Atraídos por esta misteriosa voz de la tradición, los peregrinos han ido en todos tiempos á postrarse á los pies de una tosca imagen de la Virgen y a saludar los sepulcros de Pelayo y Alfonso I, incrustrados en las toscas paredes de la Santa Cueva.
Aparece esta en medio de una tajada peña: la boca es de unos cuarenta pies, el fondo de treinta. Forman el techo inclinado y desigual, caprichosos picos y seculares estalactitas, remedando los caprichos de la arquitectura árabe normanda. El piso es natural en el fondo; pero de la mitad hacia adelante lo compone un tablado que vuela atrevidamente sobre un precipicio de noventa pies de altura. El borde está defendido por un balconage de madera, que le da el aspecto de galería, en uno de cuyos estremos, álzase la capilla de la Virgen, donde apenas hay espacio para el altar, el sacerdote y el ayudante.

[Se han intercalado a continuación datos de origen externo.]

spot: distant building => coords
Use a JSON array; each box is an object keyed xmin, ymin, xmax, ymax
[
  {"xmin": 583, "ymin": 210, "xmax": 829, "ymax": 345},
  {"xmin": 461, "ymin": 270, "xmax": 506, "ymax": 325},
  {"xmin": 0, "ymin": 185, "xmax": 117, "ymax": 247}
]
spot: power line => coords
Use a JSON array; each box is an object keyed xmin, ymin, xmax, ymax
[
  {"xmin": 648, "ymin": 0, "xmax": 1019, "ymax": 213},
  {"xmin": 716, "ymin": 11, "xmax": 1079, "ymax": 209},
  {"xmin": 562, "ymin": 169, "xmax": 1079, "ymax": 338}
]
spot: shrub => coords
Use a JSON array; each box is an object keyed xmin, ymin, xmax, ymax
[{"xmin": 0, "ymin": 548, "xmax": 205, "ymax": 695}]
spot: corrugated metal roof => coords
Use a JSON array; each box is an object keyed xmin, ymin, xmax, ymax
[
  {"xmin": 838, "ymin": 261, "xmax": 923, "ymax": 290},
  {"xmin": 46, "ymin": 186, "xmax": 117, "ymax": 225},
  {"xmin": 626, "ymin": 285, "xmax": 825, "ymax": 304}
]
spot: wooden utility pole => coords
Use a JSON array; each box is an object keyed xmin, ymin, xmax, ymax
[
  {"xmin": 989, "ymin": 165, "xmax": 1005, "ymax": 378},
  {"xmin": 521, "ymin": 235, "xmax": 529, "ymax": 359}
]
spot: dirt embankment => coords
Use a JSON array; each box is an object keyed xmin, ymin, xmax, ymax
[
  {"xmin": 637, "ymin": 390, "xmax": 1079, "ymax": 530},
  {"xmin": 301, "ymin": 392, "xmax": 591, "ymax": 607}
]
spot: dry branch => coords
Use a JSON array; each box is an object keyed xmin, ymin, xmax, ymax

Es magnífico, sin embargo, el espectáculo que ofrece un pueblo arrodillado delante de esa pobre choza, cuando en ella se celebran los sagrados ritos. En aquel barranco cercado por todas partes de montañas gigantescas y enriscadas que elevan hasta las nubes sus desiguales picos, cubiertos de nieve la mayor parte del año; en aquellas faldas de vigorosa vegetación, en aquellas rocas y viejos edificios, tapizados de musgo y yedra, en aquel recinto, aislado al parecer del resto de la tierra, osténtase el altar de la Virgen suspendido sobre el abismo, como un nido de palomas. El torrente, brotando de lo interior de la cueva, se precipita en espumosa cascada debajo dé la capilla, como el caudal de mercedes que dispensa la Madre de Dios: la cueva ostenta toda su rústica grandeza y sus salvajes sinuosidades se desvanecen en lo oscuro del fondo, como sus recuerdos en el misterio de la antigüedad, y encima de la peña campea como una cúpula, la cumbre del monte Orandi, cuya denominación mas antigua es la Montaña de Santa María.
Cuando en 1777 las llamas devoraron el templo levantado en el sitio mismo que hoy ocupa la humilde capilla, Carlos III comisionó á su gran arquitecto Villanueva para construir en Covadonga un edificio digno de los reyes de España. Principió en efecto por hacer un pretil que conteniendo las aguas del torrente y dándoles conveniente salida, sirviese de basamento á la obra. Sobre este primer cuerpo, semejante á un alcázar, debia alzarse el panteón de Pelayo á la altura de la gruta, y encima de todo y cubriendo esta, la iglesia en forma de rotonda. Afortunadamente el clásico artífice no pasó del pretil que basta para acreditar la grandeza y osadía de su pensamiento, sin robar á las áridas miradas del peregrino que por vez primera penetra en el valle el anhelado aspecto e la venerada cueva.
Al pié de ella yace un pequeño monasterio que ahora sirve de colegiata. Su iglesia, ó mas bien capilla, dedicada á San Fernando, nada ofrece de notable escepto dos sepulcros bizantinos de personajes desconocidos.
En cuanto á las tumbas de Pelayo y Alfonso I de que hemos hablado mas arriba, aunque con inscripciones que no remontan mas allá del siglo XVI, conservan algunos restos que pudieran muy bien ser obra del siglo VIII. Consta que Alfonso se enterró allí: de Pelayo solo se sabe que fue sepultado en la cercana parroquia de Santa Eulalia de Velamia: si hemos de dar crédito á la tradición es preciso suponer que fue trasladado á la cueva teatro de su principal hazaña.
Todo es oscuro, todo misterioso en la existencia de ese personaje histórico cuya elevación, como dice un elegante escritor, cual la de ciertos picos culminantes, va en aumento con la distancia. De todas maneras es indudable que la fe y el amará la independencia que resplandecen en Covadonga, son el germen de todos los grandes hechos con que se ufana nuestra historia.